My mom dedicated her life to teaching this can-do attitude. She created the “Can-Do” friends – a posse of stuffed animals, each with handicaps who, despite their disabilities, were able to do all the things that others can do (sometimes even better). Each animal was named after one of her children or grandchildren. Marco, the elephant who had trouble hearing was named after my brother, Marc. Drewsie, named after my brother Drew, was a bear who had to use a cane to walk. Jeffy, the blind beaver, was named after yours truly. And there were many more with prosthetic limbs, speaking disabilities and other challenges. She would ride her scooter into elementary schools and nursing homes with her hockey bag full of Can Do friends to share their stories and demonstrate how they could do anything. She also published two children’s books to further the message – “Special” ears (a book about Marco) and “Wrapping Paper,” a book demonstrating that it’s what’s inside that really counts. But, she herself was the truest representation of her message.
When my mom passed away a few years ago, I asked my then nine-year old daughter what she would remember most about her. She looked up at me and simply stated, “that you should never say ‘I can’t.’” Of course, I cried. And last weekend, Josh, my 8-year old son, once again reminded me of the importance of this attitude – which prompted me to write this blog.
Immediately after telling Josh we were thinking of finishing our basement, he took out his drawing paper and began to imagine what such a basement could look like. He then presented his “architectural drawings” to me, complete with a fitness room, music room, bathroom, big game room, small game room, Wii room, dog room, movie room and, of course, a full bar with big-screen TV’s. As I reviewed his proposed drawings, I couldn’t help but laugh. I mean, who needs three game rooms? And why does an 8-year old need a full bar? But, what struck me most was his uninhibited imagination. He wasn’t limited by plumbing requirements, wiring, duct work, actual dimensions or cost. The idea of “can’t” never crossed his mind. He just let his mind go and, because of that, I was able to understand exactly what was most important to him.

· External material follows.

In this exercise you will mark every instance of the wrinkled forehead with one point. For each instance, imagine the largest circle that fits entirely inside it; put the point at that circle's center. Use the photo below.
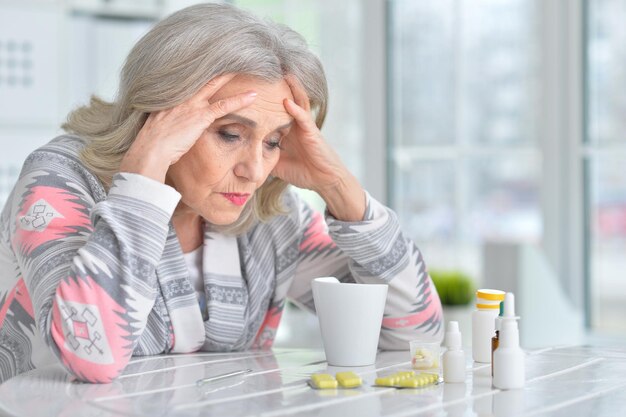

As adults, we tend to work in the opposite manner. Rather than starting with the idea that anything is possible, we start with a range of restrictions and identify ways to work within them. Budget limitations, time constraints, previous experiences, known skill sets, technology capabilities and many other factors impact our starting point. As a result, our ideas and thinking are limited. I’ve been in far too many meetings and conversations where the word “can’t” permeates the room. It would be awkward to dab soap on the offender’s tongues, but I still cringe every time I hear it. In the back of my mind, I can visualize my mom’s face contorting in madness from the mere sound of the word.
No great idea or invention ever started with the words I can’t. When you imagine a world where anything is possible, you will discover new ways to achieve things.
So, please take my mom’s advice and remove the word “can’t” from your vocabulary. I know you can do it.